I had a totally unexpected dose of fine jazz Sunday afternoon, when I stepped out of my hotel to look for some late (as in, afternoon) breakfast, and heard jazz in the air. It turned out that the French wine bar and bistro, Le Bateau Ivre, right next door had a jazz brunch in their open air cafe setup. So, I had a totally relaxing, long and leisurely brunch sitting right by guitarist Andy Friedberg, bassist Don Moore and drummer Jim Payne. Their set included lovely ballads such as "You Stepped Out of a Dream" and "Lover Man," but they also burned through John Coltrane's "My One and Only Love" and a pair of tunes from the Jazz Messengers boos, Cedar Walton's Ugetsu and Wayne Shorter's One by One. Gotta love New York City - fine jazz wherever one turns.
That night, I made plans to see a band I was totally unfamiliar with: The Flail, playing at Fat Cat. I had checked their website just long enough to be intrigued by this band of young musicians that had formed in Brooklyn a decade ago. And I was not disappointed. While I got there a bit late for the start of their first set, I sat down in the middle of a very tasty blues which included some very catchy shifts in tempo. And, I was greatly impressed right off the bat with the pianist in the band, Brian Marsella. Even better was the second number, that started off with the pianist playing lots of block chords over a chugging back beat from drummer Matt Zebroski and bassist Reid Taylor, with the trumpet and tenor sax entering on a twisting and turning melody line that, voila, morphed into Thelonious Monk's "Trinkle Tinkle." The tenor sax player, Stephan Moutat, took the first solo, building to long notes with use of overtones. But what really caught my ear during his solo was how well the band listened to each other, with the pianist and drummer jumping right onto phrases played by the tenor sax and using them in their backing of his solo. After his solo, instead of just another solo, the band returned to the intriguing opening theme before the trumpeter, Dan Blankenship, soloed.
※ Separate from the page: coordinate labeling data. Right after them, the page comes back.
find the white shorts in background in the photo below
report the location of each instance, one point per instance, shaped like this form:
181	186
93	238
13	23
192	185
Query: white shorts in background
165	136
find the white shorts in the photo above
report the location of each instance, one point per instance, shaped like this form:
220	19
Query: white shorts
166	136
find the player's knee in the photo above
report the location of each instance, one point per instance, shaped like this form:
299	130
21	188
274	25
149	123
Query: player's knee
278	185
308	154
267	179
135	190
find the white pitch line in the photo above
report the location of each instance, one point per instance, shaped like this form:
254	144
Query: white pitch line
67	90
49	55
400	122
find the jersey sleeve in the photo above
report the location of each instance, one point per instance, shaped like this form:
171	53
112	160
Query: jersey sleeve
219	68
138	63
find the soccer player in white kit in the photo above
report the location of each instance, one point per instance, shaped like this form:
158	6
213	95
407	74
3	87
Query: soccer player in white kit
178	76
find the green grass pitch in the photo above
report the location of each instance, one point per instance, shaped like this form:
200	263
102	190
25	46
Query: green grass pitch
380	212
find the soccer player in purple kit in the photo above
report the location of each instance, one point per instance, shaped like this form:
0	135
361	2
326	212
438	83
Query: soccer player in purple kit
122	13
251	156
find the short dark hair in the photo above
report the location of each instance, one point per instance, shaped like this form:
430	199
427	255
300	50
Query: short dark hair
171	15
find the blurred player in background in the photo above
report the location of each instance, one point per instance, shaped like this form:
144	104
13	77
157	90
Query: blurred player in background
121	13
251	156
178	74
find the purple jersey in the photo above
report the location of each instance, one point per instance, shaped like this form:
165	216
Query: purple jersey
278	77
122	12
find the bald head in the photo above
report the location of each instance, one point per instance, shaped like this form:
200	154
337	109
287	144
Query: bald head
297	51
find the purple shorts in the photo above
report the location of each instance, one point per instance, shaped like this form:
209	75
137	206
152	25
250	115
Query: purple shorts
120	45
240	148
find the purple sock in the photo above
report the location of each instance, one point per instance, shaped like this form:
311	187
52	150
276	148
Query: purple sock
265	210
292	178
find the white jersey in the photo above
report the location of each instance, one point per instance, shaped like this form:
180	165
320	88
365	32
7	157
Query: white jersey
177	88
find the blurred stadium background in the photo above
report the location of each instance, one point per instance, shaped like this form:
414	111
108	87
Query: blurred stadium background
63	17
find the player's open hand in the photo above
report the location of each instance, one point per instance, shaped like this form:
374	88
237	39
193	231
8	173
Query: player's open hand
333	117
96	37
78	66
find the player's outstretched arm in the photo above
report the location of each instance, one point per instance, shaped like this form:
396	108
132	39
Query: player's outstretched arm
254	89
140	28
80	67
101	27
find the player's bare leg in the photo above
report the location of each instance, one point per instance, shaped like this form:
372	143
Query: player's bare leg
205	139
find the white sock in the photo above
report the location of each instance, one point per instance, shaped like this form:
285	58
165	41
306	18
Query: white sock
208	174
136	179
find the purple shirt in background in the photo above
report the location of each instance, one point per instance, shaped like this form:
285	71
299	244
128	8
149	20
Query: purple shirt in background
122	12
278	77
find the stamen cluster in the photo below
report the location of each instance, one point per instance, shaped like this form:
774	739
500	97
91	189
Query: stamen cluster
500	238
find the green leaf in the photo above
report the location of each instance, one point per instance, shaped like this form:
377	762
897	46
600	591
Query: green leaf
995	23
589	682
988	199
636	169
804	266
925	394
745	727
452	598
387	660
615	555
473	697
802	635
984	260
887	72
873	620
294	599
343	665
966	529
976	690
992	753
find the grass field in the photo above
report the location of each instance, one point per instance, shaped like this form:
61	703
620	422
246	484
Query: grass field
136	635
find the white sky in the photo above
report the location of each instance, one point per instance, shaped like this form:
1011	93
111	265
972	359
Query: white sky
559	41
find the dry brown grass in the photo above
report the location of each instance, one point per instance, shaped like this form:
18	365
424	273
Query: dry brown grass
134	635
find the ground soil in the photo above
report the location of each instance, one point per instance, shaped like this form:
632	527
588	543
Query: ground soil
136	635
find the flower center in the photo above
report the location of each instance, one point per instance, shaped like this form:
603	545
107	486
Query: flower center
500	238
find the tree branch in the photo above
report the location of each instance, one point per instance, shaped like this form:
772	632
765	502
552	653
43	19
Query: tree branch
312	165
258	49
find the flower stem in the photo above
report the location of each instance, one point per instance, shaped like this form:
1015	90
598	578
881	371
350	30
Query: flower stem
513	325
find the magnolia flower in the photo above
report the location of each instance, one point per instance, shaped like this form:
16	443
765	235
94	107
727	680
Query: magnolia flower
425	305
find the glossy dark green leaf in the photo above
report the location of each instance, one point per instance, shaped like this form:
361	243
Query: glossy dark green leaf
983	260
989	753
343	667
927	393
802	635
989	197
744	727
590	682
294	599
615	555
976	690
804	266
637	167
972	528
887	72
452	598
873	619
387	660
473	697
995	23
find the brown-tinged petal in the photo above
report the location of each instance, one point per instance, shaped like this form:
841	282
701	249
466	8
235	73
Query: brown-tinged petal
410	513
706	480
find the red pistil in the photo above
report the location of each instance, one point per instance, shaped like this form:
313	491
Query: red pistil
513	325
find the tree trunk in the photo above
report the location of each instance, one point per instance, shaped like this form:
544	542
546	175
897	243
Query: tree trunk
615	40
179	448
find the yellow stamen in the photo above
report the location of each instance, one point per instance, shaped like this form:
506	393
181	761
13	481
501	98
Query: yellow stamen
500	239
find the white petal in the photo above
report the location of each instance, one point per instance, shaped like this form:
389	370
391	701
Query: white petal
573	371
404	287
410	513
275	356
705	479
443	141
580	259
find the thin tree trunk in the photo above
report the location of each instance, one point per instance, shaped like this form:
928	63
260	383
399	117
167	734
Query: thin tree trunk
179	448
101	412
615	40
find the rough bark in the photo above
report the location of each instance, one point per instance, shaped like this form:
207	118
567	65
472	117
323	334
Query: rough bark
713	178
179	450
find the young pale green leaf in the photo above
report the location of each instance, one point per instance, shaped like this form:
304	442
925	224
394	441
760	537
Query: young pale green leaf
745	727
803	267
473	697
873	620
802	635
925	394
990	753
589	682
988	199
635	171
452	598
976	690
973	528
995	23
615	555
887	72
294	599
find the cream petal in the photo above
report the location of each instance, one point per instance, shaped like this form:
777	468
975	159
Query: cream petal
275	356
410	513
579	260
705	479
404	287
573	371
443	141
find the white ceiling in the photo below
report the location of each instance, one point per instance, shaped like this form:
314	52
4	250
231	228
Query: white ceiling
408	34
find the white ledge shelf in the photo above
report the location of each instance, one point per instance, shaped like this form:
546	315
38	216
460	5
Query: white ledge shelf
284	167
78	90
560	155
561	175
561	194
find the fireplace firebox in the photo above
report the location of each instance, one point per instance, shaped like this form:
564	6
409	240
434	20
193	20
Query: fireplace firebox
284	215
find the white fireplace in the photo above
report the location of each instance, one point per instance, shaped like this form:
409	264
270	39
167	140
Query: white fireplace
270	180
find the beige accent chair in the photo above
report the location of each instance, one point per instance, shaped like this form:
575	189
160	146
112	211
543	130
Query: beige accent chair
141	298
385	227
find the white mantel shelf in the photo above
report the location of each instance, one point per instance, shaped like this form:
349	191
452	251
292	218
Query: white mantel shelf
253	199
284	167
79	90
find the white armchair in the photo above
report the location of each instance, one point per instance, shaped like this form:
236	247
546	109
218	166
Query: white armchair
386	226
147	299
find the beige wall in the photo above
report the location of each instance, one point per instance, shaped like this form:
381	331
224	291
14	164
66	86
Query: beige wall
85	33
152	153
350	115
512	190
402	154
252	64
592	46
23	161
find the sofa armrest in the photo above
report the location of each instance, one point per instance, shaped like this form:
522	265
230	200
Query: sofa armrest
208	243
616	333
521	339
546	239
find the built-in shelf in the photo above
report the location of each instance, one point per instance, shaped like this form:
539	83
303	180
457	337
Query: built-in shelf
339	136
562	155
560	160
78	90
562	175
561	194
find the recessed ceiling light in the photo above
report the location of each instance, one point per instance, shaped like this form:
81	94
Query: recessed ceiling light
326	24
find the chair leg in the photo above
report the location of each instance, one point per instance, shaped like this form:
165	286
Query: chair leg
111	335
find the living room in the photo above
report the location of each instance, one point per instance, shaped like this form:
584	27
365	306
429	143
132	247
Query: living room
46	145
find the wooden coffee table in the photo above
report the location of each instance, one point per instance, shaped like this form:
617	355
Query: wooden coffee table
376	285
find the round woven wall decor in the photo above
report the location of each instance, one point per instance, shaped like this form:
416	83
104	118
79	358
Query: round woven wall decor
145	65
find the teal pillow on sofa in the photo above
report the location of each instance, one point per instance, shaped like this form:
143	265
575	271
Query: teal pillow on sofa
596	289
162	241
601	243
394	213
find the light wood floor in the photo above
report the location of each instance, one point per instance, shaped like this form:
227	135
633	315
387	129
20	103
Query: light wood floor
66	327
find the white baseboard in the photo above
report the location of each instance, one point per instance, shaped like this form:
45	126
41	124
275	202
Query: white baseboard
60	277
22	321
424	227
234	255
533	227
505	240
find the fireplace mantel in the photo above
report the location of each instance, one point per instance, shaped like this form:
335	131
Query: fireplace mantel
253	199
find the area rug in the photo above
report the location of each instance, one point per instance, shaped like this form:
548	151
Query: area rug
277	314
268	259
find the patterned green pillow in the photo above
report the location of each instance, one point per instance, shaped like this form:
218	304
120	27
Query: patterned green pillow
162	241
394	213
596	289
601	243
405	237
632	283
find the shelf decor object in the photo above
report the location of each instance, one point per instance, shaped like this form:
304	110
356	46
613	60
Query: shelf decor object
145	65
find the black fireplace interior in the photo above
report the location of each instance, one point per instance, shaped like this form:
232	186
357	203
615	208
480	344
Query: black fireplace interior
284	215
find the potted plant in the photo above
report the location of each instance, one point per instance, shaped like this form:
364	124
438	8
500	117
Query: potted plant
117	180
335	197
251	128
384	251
Once again, lots of evidence to a band that listens to each other, as Blankenship took a riff the pianist had thrown in and built off of that in his solo. Blankenship was interesting - a very modern player in terms of harmonic approach, but with the sound of an older style, with hints of Clark Terry.
All in all, impressive performance from a band that has clearly spent a lot of time together and created some very fine original material. And their energy and youthfulness fit in well with the vibe of Fat Cat, loaded with college students and other twenty-somethings playing pool, ping-pong and air hockey, plus a lot of scrabble. It was great to see a woman who looked to be at least in her upper seventies playing scrabble with two young women late at night in a hopping, jazzy club. I bought The Flail's CD, Live at Small's, and will be playing music from that in the coming weeks on KPR's Jazz in the Night.